山下 恵理子, 三浦 敦, 阿部 裕子, 小野 修一, 岩崎 奈央, 高屋 茜, 山田 隆, 市川 雅男, 石川 源, 米山 剛一, 明楽 重夫, 竹下 俊行
日本医科大学付属病院産婦人科


 卵巣カルチノイドは卵巣に発生する境界悪性腫瘍で比較的まれな疾患である.甲状腺腫性カルチノイドにおいてはカルチノイド細胞の55%以上に消化管ホルモンの一種であるPeptide YY(PYY)が検出され,PYYの過剰状態による頑固な便秘が特徴的な症状といわれている.今回,卵巣に発生した巨大甲状腺腫性カルチノイドの症例を経験したので報告する.
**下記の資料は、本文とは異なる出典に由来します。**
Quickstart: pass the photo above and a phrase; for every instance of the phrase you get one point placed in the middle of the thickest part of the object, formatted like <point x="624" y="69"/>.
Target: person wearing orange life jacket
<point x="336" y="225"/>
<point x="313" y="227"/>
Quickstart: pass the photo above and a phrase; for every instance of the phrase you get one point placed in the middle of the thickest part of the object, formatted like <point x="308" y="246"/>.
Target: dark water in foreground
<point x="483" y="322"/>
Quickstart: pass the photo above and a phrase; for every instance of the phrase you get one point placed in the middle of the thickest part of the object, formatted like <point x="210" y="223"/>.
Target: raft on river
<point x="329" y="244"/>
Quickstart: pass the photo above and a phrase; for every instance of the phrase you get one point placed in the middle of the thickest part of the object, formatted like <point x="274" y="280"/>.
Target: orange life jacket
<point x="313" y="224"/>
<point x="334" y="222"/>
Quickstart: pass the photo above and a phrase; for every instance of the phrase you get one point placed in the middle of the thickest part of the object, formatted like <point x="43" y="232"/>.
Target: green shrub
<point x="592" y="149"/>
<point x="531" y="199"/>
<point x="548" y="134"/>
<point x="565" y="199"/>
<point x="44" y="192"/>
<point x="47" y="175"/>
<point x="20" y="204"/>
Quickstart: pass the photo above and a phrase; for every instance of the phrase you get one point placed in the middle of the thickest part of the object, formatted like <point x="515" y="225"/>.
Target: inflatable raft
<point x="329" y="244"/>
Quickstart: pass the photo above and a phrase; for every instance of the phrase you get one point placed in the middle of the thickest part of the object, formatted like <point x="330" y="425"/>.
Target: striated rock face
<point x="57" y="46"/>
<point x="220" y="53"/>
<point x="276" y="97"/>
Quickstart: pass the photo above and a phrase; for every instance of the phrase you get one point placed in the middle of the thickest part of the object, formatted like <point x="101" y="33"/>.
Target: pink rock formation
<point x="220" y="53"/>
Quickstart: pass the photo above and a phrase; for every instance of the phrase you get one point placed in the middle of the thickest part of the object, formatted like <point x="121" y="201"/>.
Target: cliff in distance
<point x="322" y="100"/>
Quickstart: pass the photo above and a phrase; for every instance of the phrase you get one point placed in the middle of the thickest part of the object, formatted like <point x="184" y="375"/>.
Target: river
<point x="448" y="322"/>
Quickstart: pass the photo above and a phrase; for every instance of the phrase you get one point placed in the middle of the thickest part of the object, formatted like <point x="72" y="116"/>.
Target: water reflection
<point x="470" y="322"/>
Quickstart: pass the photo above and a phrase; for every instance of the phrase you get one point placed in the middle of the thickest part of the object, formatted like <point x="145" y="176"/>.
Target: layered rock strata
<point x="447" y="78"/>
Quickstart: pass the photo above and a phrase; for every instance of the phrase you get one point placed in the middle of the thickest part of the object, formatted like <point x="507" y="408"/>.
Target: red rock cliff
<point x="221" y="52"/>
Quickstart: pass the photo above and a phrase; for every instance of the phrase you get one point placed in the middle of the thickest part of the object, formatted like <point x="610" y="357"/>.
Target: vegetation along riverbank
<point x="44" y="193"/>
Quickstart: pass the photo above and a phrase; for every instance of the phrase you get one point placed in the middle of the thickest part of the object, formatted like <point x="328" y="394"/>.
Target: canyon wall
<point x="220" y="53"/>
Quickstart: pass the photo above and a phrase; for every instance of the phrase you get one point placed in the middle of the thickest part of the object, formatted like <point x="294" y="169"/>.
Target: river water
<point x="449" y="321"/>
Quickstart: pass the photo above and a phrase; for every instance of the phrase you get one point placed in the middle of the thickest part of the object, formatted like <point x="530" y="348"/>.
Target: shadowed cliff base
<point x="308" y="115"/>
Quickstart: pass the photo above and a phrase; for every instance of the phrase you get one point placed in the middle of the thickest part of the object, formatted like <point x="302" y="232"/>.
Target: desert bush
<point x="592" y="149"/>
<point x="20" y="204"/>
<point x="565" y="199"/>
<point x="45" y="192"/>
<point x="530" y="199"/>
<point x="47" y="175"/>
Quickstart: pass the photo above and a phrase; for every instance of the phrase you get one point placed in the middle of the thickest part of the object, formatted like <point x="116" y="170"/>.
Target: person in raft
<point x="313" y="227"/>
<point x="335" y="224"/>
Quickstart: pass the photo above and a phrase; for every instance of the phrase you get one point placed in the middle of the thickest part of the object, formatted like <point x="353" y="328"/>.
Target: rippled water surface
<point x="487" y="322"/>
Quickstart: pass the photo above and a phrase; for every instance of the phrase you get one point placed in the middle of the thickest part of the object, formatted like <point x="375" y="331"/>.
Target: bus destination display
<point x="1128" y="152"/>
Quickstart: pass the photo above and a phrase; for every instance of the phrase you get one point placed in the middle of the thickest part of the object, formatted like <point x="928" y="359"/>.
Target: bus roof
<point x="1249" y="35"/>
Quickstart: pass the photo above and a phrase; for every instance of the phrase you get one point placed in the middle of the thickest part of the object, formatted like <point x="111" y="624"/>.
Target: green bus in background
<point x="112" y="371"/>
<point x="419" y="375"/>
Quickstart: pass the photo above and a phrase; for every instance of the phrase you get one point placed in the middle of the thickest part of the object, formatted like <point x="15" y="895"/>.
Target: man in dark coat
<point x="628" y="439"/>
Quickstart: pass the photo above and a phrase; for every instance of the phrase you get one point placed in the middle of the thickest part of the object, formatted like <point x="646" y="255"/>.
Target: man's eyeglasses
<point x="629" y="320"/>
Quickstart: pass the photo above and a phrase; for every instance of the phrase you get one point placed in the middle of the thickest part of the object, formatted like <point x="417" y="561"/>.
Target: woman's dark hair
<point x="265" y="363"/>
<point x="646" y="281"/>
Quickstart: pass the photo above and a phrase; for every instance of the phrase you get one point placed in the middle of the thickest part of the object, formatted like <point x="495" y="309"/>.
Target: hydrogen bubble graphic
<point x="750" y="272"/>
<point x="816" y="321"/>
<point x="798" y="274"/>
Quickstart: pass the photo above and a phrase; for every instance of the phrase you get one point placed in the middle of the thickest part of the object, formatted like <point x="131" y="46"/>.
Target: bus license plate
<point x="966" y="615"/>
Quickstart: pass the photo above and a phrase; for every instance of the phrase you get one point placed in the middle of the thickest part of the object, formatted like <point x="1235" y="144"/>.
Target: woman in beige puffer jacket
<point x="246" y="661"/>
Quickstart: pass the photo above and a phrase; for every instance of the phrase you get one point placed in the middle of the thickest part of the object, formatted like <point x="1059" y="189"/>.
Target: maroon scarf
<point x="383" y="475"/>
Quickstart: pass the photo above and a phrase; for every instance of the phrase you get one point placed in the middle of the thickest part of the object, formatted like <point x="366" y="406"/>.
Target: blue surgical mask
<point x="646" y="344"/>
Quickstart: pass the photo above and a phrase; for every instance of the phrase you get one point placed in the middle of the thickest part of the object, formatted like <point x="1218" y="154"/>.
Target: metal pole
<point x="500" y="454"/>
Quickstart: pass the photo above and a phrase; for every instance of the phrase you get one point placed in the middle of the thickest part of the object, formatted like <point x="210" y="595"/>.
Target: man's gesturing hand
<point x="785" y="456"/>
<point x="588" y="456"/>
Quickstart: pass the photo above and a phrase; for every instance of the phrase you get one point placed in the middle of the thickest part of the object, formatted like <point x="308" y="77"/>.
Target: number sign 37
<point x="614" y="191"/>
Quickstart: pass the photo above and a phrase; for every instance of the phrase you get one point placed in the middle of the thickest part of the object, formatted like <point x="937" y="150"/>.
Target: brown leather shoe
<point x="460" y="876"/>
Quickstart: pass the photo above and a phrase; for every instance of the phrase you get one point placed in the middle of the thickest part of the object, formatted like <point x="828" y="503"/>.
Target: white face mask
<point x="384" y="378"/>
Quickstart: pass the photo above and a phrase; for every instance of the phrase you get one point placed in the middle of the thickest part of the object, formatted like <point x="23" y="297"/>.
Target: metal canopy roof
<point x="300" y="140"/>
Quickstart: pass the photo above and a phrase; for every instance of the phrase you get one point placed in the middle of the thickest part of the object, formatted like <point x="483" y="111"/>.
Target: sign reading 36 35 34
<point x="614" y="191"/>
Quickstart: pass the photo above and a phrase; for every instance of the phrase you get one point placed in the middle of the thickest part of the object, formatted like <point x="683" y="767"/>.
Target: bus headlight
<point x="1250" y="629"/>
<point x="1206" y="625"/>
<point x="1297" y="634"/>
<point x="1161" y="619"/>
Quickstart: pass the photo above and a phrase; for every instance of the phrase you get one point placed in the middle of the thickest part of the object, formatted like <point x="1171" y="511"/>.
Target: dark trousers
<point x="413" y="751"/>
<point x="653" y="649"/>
 症例は44歳,1経妊未経産.腹部膨満感を主訴に当科受診した.成人頭大の腹腔内腫瘍と子宮の腫大を認め,卵巣腫瘍,多発子宮筋腫を疑い精査を行った.大きさと画像所見から悪性卵巣腫瘍も念頭に置き検査を行った.しかし,他に悪性を疑う所見は認めず,多発子宮筋腫,粘液性嚢胞腺腫の診断にて腹式単純子宮全摘,左側付属器摘出を施行した.術後の病理組織診断では成熟,分化した甲状腺組織に連続して索状〜小胞巣状構造を示す小型濾胞状皮様細胞が認められ,成熟嚢胞性奇形腫に合併した甲状腺性カルチノイドと診断した.
 一般に,卵巣甲状腺腫性カルチノイドは術前診断が困難であるとされており,特にPYY陰性例ではカルチノイド症候群を呈さないことも報告されている.卵巣甲状腺腫性カルチノイドについて若干の文献的考察を加え報告する.